A new crop of fashion-forward NFL hats, shirts, leggings, and more will be turning heads at Super Bowl parties this year. What’s more, these splashy designs were hatched by FIT students.
Hoping to cater to a younger, more diverse fan base, the National Football League teamed up with FIT to develop new concepts for fashion-forward merchandise for all 32 football teams in the league. The collaboration was open to students in the Creative Technology minor, an innovative curriculum that equips students from a range of majors with skills in media design, digital culture, and cutting-edge technologies.
“We didn’t want this to be just a contest,” says C.J. Yeh, professor and assistant chair of Communication Design and coordinator of the Creative Technology minor. “It’s not about winning the prize; it’s an opportunity for guided experiential learning.” Throughout the 2016–17 academic year, Yeh and Christie Shin, assistant professor of Communication Design and assistant coordinator of the Creative Technology minor, taught the 24 participants best practices in research methodology, visual branding techniques, and presentation skills.
The students came from varied design majors—Advertising Design, Graphic Design, Interior Design, Visual Presentation and Exhibition Design, and more—but none had much experience with football. When they visited NFL headquarters to learn about the history of the sport and the passion of the fans, Yeh says, “They were asked, ‘If you’re an NFL fan, raise your hand.’ No one moved.”

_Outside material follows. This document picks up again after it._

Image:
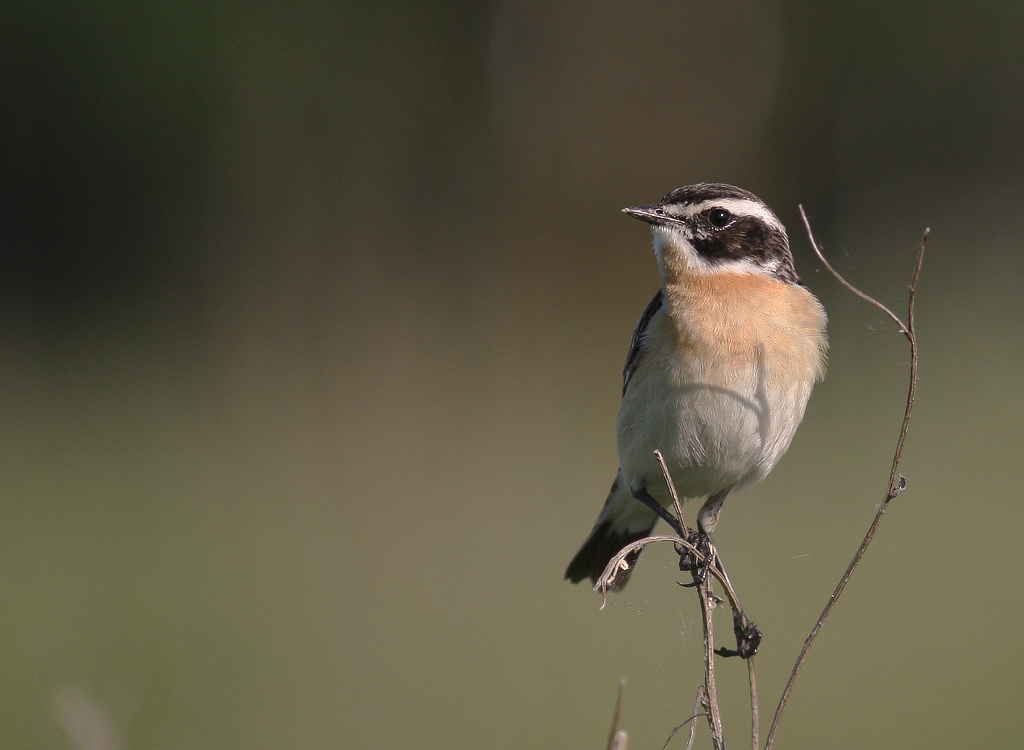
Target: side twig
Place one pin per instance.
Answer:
(896, 481)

The participants were divided into six interdisciplinary teams. They researched the sport and the market extensively, crafted a flexible design concept, and applied it to each NFL team. At each stage, they presented their work.
“I anticipated we’d see some cool and different graphics,” she says. “I never could have anticipated how professional and creative and forward-thinking the students were going to be. My committee was just blown away.”
The winning team, announced in April 2017, was Quicksnap, which deconstructed and reconstructed the logos to emphasize their colors and organic shapes. The four students shared a $15,000 prize; the runner-up team, Sundrae, won $5,000, as did the People’s Choice Award–winning team, Blitz. The other students were each given $300 for participating.
“It wasn’t at all an easy decision,” Madden says. “Quicksnap was so different and innovative. We hadn’t seen anything like it before, and the team were consummate professionals.”
The products are sold at NFLshop.com/FIT and at three stadium stores—where the Miami Dolphins, Minnesota Vikings, and Seattle Seahawks play. This spring, Target will also carry a selection of apparel and tailgating necessities. The line will continue to expand in the next few years; Madden has not ruled out the possibility of bringing in the other teams’ designs.
“This is something we foresee being long-term,” Madden says. “We want to carry these graphics year after year.”
“If people see someone in a crowd with this stuff, they’re going to freak out,” said designer Cynthia Rowley, who appeared at the launch event on November 28. “It’s recognizable, and it’s something you’ve never seen before. I really think it’s amazing.”